De partida, por la espléndida batuta del español José Miguel Pérez-Sierra, al frente de ambos elencos y quien tras su debut local en 2014 dirigiendo I puritani de Bellini ha destacado en sus incursiones rossinianas regresando en 2015 para un memorable El turco en Italia y posteriormente en 2017 en La cenerentola y 2018 en El barbero de Sevilla. Pérez-Sierra es siempre garantía segura de calidad rossiniana, al haber sido asistente y discípulo de una auténtica eminencia mundial en el compositor, el ya fallecido maestro Alberto Zedda. Una vez más la Filarmónica de Santiago estuvo muy bien bajo su guía, en una lectura vivaz, fresca y energética, atenta a los detalles y capaz de apoyar muy bien a los cantantes en algunos momentos complejos. Particularmente irresistibles fueron todos los momentos en que la música se desplegó vertiginosa en esos contagiosos e inconfundibles crescendi y accelerandi, tan típicos de Rossini, en especial en la obertura, el final del acto I y el delicioso quinteto del acto II. Lo musical también estuvo a gran altura gracias a los buenos cantantes convocados. En cada uno de los dos repartos, tres de los solistas ya habían interpretado los mismos roles en la versión de 2009. En el internacional, una vez más fue notable el reconocido barítono italiano Pietro Spagnoli, ya un sólido y simpático Mustafá hace una década, ahora incluso más contundente y divertido tanto en lo vocal como en lo actoral. Y tras su buena Rosina en el Barbero del año pasado, la mezzosoprano rusa Victoria Yarovaya regresó para protagonizar este montaje encarnando una eficaz Isabella; simpática y desenvuelta en escena, volvió a mostrar una voz hermosa y un canto seguro y refinado, y aunque el volumen y emisión variaron a lo largo de la función que vimos, dejó en claro que si sigue desarrollando el personaje, puede llegar a ser una de sus mejores intérpretes en la actualidad. También estuvo de vuelta su compatriota, el tenor Anton Rositskiy, quien tras sus actuaciones en el Municipal en El elixir de amor (2013), I puritani (2014) y Tancredi (2016), exhibió nuevamente como Lindoro una voz atractiva y cómoda en el registro agudo, pero además mostró evidentes y positivos avances en el estilo de canto y en la actuación. 

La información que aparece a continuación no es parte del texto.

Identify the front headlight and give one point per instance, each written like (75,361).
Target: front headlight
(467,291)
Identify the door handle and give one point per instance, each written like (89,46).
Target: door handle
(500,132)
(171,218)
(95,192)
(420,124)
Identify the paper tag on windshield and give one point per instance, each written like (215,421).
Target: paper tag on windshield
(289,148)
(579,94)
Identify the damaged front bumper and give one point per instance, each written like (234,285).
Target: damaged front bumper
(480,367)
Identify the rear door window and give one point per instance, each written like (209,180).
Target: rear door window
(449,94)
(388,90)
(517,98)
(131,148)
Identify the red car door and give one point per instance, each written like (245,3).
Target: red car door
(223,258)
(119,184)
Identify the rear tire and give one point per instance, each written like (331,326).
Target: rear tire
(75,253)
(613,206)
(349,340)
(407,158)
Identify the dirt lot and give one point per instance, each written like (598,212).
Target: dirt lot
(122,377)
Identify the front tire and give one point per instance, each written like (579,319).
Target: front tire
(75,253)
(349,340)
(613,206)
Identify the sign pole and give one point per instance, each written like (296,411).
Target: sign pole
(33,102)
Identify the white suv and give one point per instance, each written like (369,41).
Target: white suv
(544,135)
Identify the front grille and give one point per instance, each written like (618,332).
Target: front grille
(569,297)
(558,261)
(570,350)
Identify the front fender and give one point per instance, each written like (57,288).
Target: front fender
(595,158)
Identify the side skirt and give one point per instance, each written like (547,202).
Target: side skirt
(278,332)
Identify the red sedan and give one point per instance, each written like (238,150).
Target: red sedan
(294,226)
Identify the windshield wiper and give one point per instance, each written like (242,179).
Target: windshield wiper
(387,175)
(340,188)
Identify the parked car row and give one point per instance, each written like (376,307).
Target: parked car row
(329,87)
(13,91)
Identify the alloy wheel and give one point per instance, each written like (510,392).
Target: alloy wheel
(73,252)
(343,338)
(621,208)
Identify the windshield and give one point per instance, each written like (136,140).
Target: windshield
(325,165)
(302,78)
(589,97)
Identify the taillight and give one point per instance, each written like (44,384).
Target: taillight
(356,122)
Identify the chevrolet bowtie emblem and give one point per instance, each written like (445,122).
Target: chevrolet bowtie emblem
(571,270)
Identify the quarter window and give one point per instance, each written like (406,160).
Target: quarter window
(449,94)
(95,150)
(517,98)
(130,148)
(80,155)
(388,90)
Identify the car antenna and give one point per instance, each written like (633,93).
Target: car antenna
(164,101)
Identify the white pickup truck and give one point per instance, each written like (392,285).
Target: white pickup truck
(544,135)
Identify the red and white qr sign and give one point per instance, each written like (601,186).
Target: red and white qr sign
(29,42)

Luego de su buen Guglielmo en el Così fan tutte de julio, el barítono turco Orhan Yaldiz volvió al escenario chileno como un divertido, dinámico y bien cantado Taddeo. Y como en 2009, dos experimentados cantantes chilenos estuvieron nuevamente en los roles de Elvira y Haly respectivamente, la soprano Patricia Cifuentes y el barítono Patricio Sabaté; conformando el septeto de solistas del elenco internacional, la mezzosoprano argentina Cecilia Pastawski fue una meritoria Zulma.  En el segundo reparto, el llamado elenco estelar, casi completamente integrado por intérpretes locales, como hace una década los protagonistas fueron la mezzosoprano Evelyn Ramírez, sensual y convincente Isabella, y el barítono Ricardo Seguel como Mustafá, quien lamentablemente cantó enfermo en el estreno y las posteriores funciones, y aunque eso nos impidió apreciar por completo su siempre estimulante desempeño vocal en este rol que es uno de los que mayores satisfacciones le suele dar (lo ha cantado también en teatros de Argentina, Uruguay, México y España), demostró una vez más lo buen artista que es, al sobrellevar sus condiciones vocales para de todos modos destacar en lo teatral con un bey hilarante y entrañable.  También repitió su rol de 2009 el barítono Sergio Gallardo, como siempre muy cómodo en los personajes bufos y quien conformó un simpático Taddeo de buenas dotes cómicas. La soprano Marcela González fue una muy acertada y sonora Elvira, junto a la mezzosoprano Cecilia Barrientos como Zulma, y el excelente barítono cubano radicado en Chile Eleomar Cuello tuvo un sólido desempeño como Haly. Por su parte, encarnando por primera vez a Lindoro, el joven tenor español Juan de Dios Mateos tuvo un prometedor debut en Chile, y a pesar del anuncio de que cantaría enfermo en el estreno, lució bonita voz, canto seguro y de facilidad en los agudos y buena disposición para el juego escénico.    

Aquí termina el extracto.